Jakarta (ANTARA) - Ketua Majelis Permusyawaratan Rakyat (MPR) RI Bambang Soesatyo mengingatkan kalangan muda, terutama mahasiswa mengenai pentingnya merawat kebhinnekaan bangsa.

Bamsoet menyampaikan hal itu saat mengisi Sosialisasi Empat Pilar MPR RI kepada Badan Koordinasi Nasional Forum Komunikasi Mahasiswa Kekaryaan (Bakornas Fokusmaker) dan Anggota BEM dari lima universitas di Jakarta yang berlangsung secara virtual, Kamis.

Turut serta, Sekjen Bakornas Fokusmaker Azka Aufary Ramli, Ketua Presidium Mahasiswa Universitas Trisakti Dino Ardiansyah, Ketua BEM Universitas Krisnadwipayana Dwiki Hendra Saputra, Ketua BEM Universitas MH Thamrin AKA Geys Amar, dan Ketua BEM Universitas Muhammadiyah Ronaldo Zulfikar.

Bamsoet mengatakan, setidaknya ada empat alasan penting mengapa generasi muda perlu merawat kebhinnekaan yakni pertama, karena keberagaman adalah fitrah kebangsaan yang tidak dapat diingkari dan pungkiri.

"Sejak bangsa Indonesia mendeklarasikan diri sebagai sebuah negara yang hidup dalam kemajemukan budaya, suku, ras, dan agama. Sejak saat itulah konsep kebhinnekaan telah menyatukan semuanya dalam satu ikatan kebangsaan," katanya dari ruang kerjanya di Gedung MPR.

Baca juga: Anggota MPR: 4 Pilar Kebangsaan harus terpatri dalam kehidupan
Baca juga: Anggota MPR: Ulama turut andil dalam perumusan Pancasila
Baca juga: Gus Jazil ajak santri menjaga dan kuatkan 4 Pilar MPR

Kedua, karena sesungguhnya perbedaan adalah sesuatu yang alamiah dan telah menjadi ketentuan ilahiah.

"Allah menciptakan kita beraneka ragam. Bahkan, bila berani jujur pada diri sendiri, dalam satu golongan yang sama pun, masih dapat kita temukan adanya perbedaan," ujar politikus senior Partai Golkar itu.

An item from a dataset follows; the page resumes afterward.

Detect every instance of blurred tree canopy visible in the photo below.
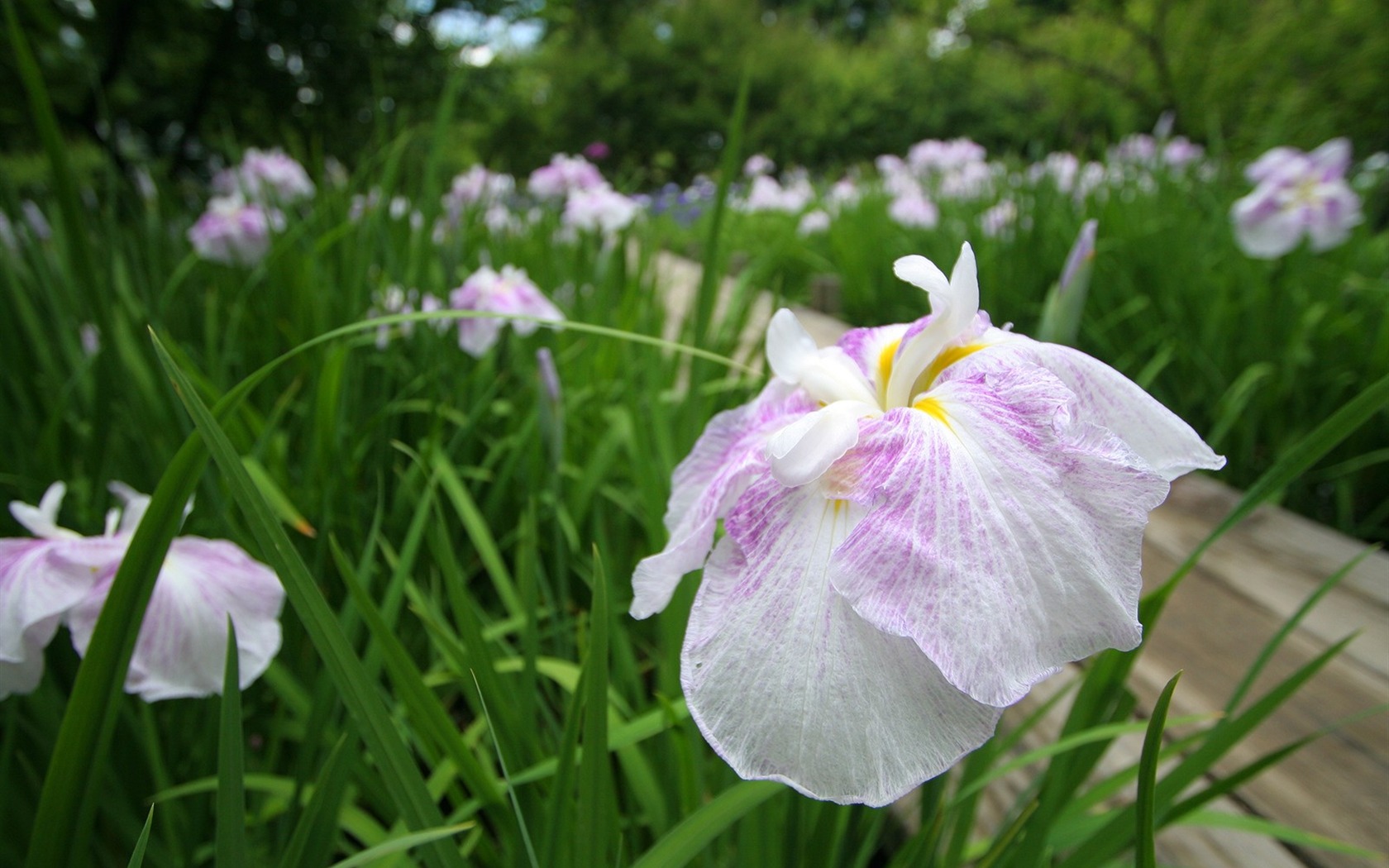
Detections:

Ketua DPR RI ke-20 dan Wakil Ketua Umum Depinas SOKSI itu melanjutkan, alasan ketiga karena ancaman terhadap nilai-nilai kebhinnekaan sangat nyata, terlebih sikap intoleransi terhadap keberagaman selalu mewarnai kehidupan kebangsaan, misalnya pada saat berlangsungnya kontestasi politik yang terkadang memanfaatkan politik identitas sebagai alat perjuangan.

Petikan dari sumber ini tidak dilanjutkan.